Und ja, das ist er auch wert. Ich werde ihm das genauso gerne zahlen, wie er es entgegennimmt. Ich bin wie jeder andere Arbeitgeber auch: Ich möchte bestmögliche Leistungen und bin bereit, für alles, was meine Mitarbeiter erarbeiten, zu bezahlen.
Doch selbst, wenn ich wollte – mehr zahlen, als sie tatsächlich erwirtschaften, könnte ich aus wirtschaftlichen Gründen nicht lange. Kein Mensch kann Löhne und Gehälter zahlen, die das Unternehmen zuvor nicht verdient hat – jedenfalls nicht auf Dauer. Wenn kein Wasser zufließt, sprudelt eine Quelle bald nicht mehr.
Wenn Sie meinen, Ihr Arbeitgeber sollte Ihnen mehr zahlen, als Sie zurzeit verdienen, gibt es nur eine gerechte Grundlage, auf der Sie das fordern können: Indem Sie zunächst Ihre Arbeitsweise ändern und Ihrem Arbeitgeber dadurch mehr Ertrag bringen.

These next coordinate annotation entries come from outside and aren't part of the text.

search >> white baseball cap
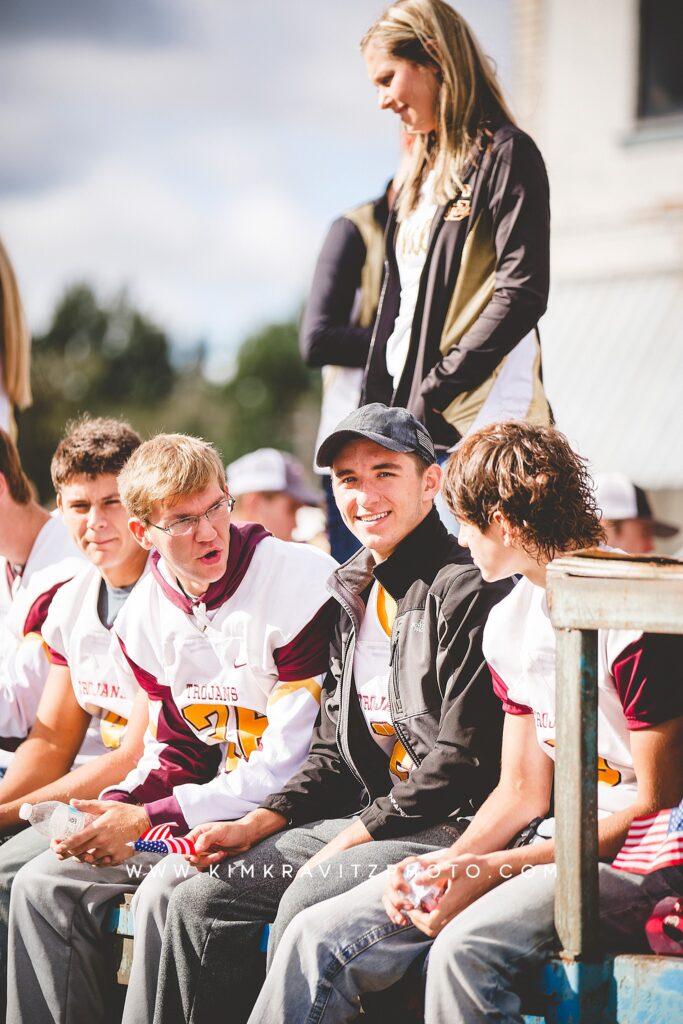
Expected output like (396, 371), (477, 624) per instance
(225, 449), (323, 505)
(593, 473), (679, 537)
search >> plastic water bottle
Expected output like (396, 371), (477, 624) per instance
(19, 800), (96, 839)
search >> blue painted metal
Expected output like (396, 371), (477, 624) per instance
(524, 955), (683, 1024)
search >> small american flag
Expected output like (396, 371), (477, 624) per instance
(133, 821), (196, 857)
(612, 800), (683, 874)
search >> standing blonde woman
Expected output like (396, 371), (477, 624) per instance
(0, 242), (31, 435)
(360, 0), (550, 456)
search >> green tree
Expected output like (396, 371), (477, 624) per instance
(18, 283), (319, 502)
(223, 319), (321, 462)
(18, 283), (177, 501)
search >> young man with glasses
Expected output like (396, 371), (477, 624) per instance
(8, 434), (336, 1024)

Nehmen wir an, Sie sind Buchhalter und wissen nicht, wie Sie quantitativ oder qualitativ bessere Leistungen erbringen können.
Sie machen ohnehin schon Überstunden und geben Ihr Bestes. Was können Sie tun, um Ihren Anspruch auf eine Gehaltserhöhung zu rechtfertigen?

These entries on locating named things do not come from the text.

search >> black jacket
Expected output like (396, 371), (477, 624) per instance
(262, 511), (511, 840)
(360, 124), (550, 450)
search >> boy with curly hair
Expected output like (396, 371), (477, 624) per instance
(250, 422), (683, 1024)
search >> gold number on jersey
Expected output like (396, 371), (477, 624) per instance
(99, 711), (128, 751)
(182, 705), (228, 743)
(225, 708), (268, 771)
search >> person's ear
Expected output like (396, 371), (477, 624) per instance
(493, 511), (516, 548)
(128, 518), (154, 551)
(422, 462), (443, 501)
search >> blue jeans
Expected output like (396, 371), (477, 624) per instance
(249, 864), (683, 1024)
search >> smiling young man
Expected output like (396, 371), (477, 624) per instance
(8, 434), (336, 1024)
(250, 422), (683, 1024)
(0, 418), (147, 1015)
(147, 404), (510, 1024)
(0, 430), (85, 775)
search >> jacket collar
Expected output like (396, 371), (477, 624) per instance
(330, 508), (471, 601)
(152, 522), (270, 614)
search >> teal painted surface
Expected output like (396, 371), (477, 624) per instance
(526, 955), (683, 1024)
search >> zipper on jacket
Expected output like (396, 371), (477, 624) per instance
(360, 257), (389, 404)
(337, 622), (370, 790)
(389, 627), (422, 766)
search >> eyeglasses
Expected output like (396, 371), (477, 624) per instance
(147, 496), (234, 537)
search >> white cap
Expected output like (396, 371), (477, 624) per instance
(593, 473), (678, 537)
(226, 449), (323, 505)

Es gibt viele Antworten auf diese Frage, doch Sie sollten sich für eine Möglichkeit entscheiden, um sich nicht zu verzetteln. Legen Sie sich daher unbedingt auf eine
Vorgehensweise fest.
Sie sind Buchhalter. Sie erstellen Monatsabrechnungen und geben sie heraus. Könnten Sie nicht ein Inkassosystem einrichten und so dafür sorgen, dass Beträge bei Fälligkeit unverzüglich in Zahlungsströme umgewandelt werden? Sollte Ihnen das gelingen, dürfte Sie Ihr Arbeitgeber vermutlich entsprechend honorieren.
Sie können auch Ihren Aufgabenbereich ausweiten, indem Sie freiwillig andere Tätigkeiten übernehmen, die über die reine Buchhaltung hinausgehen – allerdings ohne dabei Ihre Effizienz in der Buchhaltung zu beeinträchtigen. Erstellen Sie zum Beispiel eine Serie von Mahnschreiben, die Ihren Arbeitgeber in ein positives Licht rücken und dennoch dazu beitragen, fällige Beträge einzutreiben.
Das kann praktisch jeder, wenn er eigens damit beauftragt und entsprechend unterwiesen wird. Doch der Mann, der Ihr Gehalt zahlt, wünscht sich Mitarbeiter, die von selbst sehen, was zu tun ist, und zupacken – ohne dass man es ihnen sagen muss.
Das Gesetz von Angebot und Nachfrage legt ein bestimmtes allgemeines Durchschnittsgehalt fest, das ein Buchhalter normalerweise verlangen kann. Um mehr zu verdienen, muss er mehr Leistung bringen als der »normale« Buchhalter. Kurz, er muss sich von der »Norm« abheben, wenn er sich nicht mit dem »normalen« Verdienst zufriedengeben möchte.
Mehr und bessere Leistungen zu erbringen, als honoriert wird,
hat nichts mit sentimentalen Beweggründen zu tun. Es ist schlicht und ergreifend eine solide geschäftliche Praxis. Dabei gilt natürlich:
Wer seiner Arbeit gut gelaunt und mit Begeisterung nachgeht, fällt eher positiv auf.
Sie kommen wahrscheinlich eher groß heraus, wenn Sie sich nicht nur angewöhnen, mehr und bessere Leistungen zu erbringen, als die, für die Sie bezahlt werden,
sondern auch ein sympathisches, ansprechendes Wesen zeigen. Ein solches Auftreten kann in Dienstleistungsunternehmen sogar eine notwendige Voraussetzung für den Erfolg sein.